On the market in 2004, the slim and sleek Nokia 7280 either looks like a fashionista’s phone or a secret camera used to take secret Russian documents while being an undercover spy (it has a tiny screen and a VGA camera). It didn’t have a dial pad or even a touchscreen! You operate it via an iPod-like wheel that’s not touch-sensitive – you had to physically spin the wheel to get the numbers and letters you want! Imagine trying to send a text message by scrolling through every letter. No wonder it didn’t take off.

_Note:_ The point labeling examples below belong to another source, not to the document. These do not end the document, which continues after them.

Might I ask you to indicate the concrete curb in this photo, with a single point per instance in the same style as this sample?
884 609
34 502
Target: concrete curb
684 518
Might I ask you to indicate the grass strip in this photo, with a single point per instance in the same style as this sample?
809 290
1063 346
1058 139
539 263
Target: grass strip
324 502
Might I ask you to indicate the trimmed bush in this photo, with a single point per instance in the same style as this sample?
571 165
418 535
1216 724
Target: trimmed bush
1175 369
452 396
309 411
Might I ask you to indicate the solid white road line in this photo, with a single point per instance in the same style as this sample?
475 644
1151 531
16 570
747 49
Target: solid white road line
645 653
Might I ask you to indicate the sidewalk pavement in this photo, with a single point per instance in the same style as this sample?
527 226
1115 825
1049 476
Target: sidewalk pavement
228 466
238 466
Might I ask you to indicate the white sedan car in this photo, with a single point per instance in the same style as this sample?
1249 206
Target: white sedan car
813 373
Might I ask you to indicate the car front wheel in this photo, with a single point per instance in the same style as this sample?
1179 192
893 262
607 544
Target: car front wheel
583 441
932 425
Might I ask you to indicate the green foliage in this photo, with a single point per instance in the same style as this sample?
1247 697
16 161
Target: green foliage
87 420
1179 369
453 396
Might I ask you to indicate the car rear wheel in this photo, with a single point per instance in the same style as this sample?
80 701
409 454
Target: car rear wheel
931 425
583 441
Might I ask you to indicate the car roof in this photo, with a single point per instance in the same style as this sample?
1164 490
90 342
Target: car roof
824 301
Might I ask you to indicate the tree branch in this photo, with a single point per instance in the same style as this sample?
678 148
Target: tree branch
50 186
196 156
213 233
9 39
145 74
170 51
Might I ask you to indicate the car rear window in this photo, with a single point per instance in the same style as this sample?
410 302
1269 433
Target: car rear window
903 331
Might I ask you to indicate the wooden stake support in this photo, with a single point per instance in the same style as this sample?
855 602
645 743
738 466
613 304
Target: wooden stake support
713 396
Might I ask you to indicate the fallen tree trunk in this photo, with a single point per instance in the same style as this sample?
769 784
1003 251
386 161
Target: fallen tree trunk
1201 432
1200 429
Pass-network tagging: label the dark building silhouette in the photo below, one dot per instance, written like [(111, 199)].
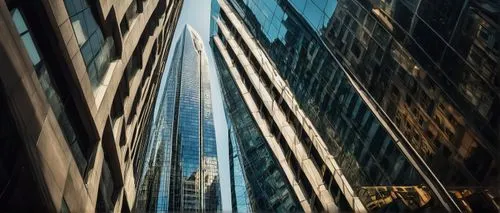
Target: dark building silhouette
[(376, 105), (78, 83)]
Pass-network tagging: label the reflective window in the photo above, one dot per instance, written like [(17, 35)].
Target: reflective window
[(96, 50), (77, 145)]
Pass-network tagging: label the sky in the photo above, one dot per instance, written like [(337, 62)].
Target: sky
[(197, 14)]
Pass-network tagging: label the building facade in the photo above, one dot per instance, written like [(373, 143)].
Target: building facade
[(360, 98), (78, 84), (181, 171)]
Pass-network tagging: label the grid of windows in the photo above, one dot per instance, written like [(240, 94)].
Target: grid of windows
[(266, 184)]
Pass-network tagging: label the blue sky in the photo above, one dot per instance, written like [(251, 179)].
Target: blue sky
[(197, 14)]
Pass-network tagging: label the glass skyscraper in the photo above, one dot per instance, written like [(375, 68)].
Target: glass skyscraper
[(369, 105), (181, 172)]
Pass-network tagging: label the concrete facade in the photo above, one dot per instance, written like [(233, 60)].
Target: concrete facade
[(113, 117)]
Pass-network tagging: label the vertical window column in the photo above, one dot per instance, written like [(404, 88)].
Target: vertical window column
[(77, 142), (98, 52)]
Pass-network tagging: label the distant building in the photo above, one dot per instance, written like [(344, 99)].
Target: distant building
[(78, 83), (369, 105), (181, 171)]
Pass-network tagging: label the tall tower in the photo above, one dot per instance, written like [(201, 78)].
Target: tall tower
[(181, 172)]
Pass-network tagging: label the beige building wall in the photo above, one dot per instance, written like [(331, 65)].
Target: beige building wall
[(114, 116)]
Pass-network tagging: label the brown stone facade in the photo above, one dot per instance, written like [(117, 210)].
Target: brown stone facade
[(71, 145)]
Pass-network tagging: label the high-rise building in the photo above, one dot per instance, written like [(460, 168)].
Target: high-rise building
[(372, 105), (78, 83), (181, 171)]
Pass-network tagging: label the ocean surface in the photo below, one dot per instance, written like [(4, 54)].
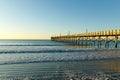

Sony Ericsson W800i (2005)

Sony Ericsson’s W800i is its first Walkman phone – if you don’t know what Walkmans are, they’re basically the 80s version of iPods. This phone was released in a time when everyone wanted music features in their phones; there’s a dedicated shortcut key for the music player and stereo earbuds are included. Flip the phone around, and you’ll see it resembles a digital 2MP camera – slide open the lens cover and snap! – with autofocus, video recording function, and flash.

Nokia N90 (2005)

The Nokia N91 is a multimedia phone that runs on 3G, and is built to store thousands of music files with its 4GB hard drive. It’s basically a combination of an MP3 player and camera phone – meant to compete with iPods and digital cameras (ie. Canon) with its built-in high quality Carl Zeiss lenses. But what makes it stand out is its bizarre design where you rotate the camera lens and the screen like a Rubik’s cube to get your photos taken.

Samsung X830 (2006)

The X830 looks more like a portable music player than a phone – when you press and hold the navigation wheel’s central select button, the music player springs into action and the display shows you what’s playing. If you use it as a mobile phone, the keypads are unusually only in 2 rows, so it takes a bit of getting used to. Much like an iPod, the wheel controls a lot of functions.

Motorola Aura (2008)

Announced in 2008, the Motorola Aura is a luxurious upgrade to the V70 which came out in 2002. Both the V70 and Aura feature a circular screen, but the Aura’s screen is slathered in 62-carat sapphire crystal. The swivel mechanism of the Aura contains 130 ball bearings and steel gears coated with tungsten carbon carbide – the same stuff used in high performance racing engines. Sadly, it was limited by its 2G network and 2MP camera. But still, it remains a collector’s item today, fetching thousands of dollars.

Just think of all the fancy phones you could’ve owned in the past! Nowadays everyone’s obsessed with getting the latest version of smartphones that look basically the same.